Und Welt, das meint den Menschen, der nicht aus Gott, sondern aus sich selber leben will. Der sich als Planet aus dem Sonnensystem herausgelöst hat und nur noch um sich selber kreist.
  Aber nun lacht ihm nicht mehr die Sonne. Er hat sich ja von ihr abgewandt. Es ist finster in ihm. Und aus dieser Finsternis steigen dunkle Geister und dunkle Gedanken. Und die Angst frisst seine Seele auf.
  Die Angst um sich selbst, die Angst, sich selber zu verlieren, die Angst, zu kurz zu kommen, die Angst, nicht geliebt zu werden und darum nichts wert zu sein.
„Da wurde der König zornig… und er sprach zu seinen Knechten: Die Hochzeit ist zwar bereitet, aber die Gäste waren’s nicht wert.“
Liebe Gemeinde,
  diese Angst um uns selbst, die Angst, nicht geliebt, nichts wert zu sein – das ist der Zorn Gottes, das ist die andere Seite seiner Liebe, das ist das dunkle, schreckliche Nein, das über dieser Welt steht und sie verfinstert und bedroht und das von jedem Nein gespeist wird, das aus dem Herzen des Menschen steigt, mit dem er die Einladung des königlichen Schöpfers verachtet. (Und dieses Nein ist ja auch das Nein zum Mitmenschen.)
Aber es bleibt dabei: „Gott ist Licht, und es ist keine Finsternis in ihm.“ Doch wo der Mensch dem Licht den Rücken kehrt, da wird es finster, da verdunkelt sich das helle Bild Gottes und das erfahre ich als Gottes Zorn.
Es bleibt dabei: Gott ist der Liebende, der sich in Liebe nach seinen Geschöpfen verzehrt, der am Anfang sein Ja-Wort gesprochen hat, der an der Hochzeit festhalten wird gegen alles Nein der Welt.
„Die Hochzeit ist bereit, aber die Gäste waren’s nicht wert.“ – Wird Gott nun nach solchen Ausschau halten, die’s wert sind? Wird er andere Gäste einladen?
Es gibt keine anderen, liebe Gemeinde.
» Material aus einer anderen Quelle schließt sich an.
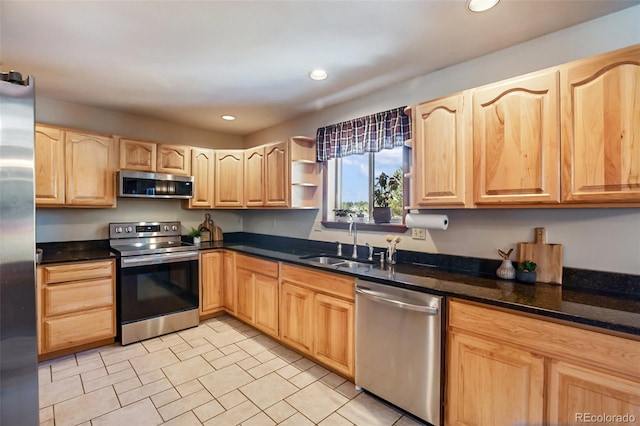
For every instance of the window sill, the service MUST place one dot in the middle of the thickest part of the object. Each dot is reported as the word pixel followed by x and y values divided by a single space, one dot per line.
pixel 363 226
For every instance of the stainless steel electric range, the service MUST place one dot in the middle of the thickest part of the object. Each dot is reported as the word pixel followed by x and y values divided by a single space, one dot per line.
pixel 157 279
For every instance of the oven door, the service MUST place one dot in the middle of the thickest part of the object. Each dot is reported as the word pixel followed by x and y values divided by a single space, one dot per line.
pixel 156 285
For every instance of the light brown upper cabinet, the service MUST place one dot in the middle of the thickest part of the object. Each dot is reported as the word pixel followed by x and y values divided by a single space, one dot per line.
pixel 516 140
pixel 90 169
pixel 441 174
pixel 49 165
pixel 153 157
pixel 601 128
pixel 266 176
pixel 276 160
pixel 229 181
pixel 254 168
pixel 202 170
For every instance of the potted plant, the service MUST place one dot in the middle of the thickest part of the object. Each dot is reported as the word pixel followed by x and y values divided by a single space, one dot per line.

Es gibt nur solche, die es nicht wert sind. Es gibt nur Menschen jenseits von Eden. Und das sind solche, die Gott den Rücken gekehrt haben.
„Darum geht hinaus auf die Straßen“ heißt es im Gleichnis, „und ladet zur Hochzeit ein, wen ihr findet. Und die Knechte gingen und brachten zusammen, wen sie fanden, Böse und Gute“, moralisch Hochstehende und solche die auf die Moral und die guten Sitten pfeifen, Fromme und Unfromme, Skinheads und Tippelbrüder und die gut bürgerliche Gesellschaft – sie alle wurden gefunden.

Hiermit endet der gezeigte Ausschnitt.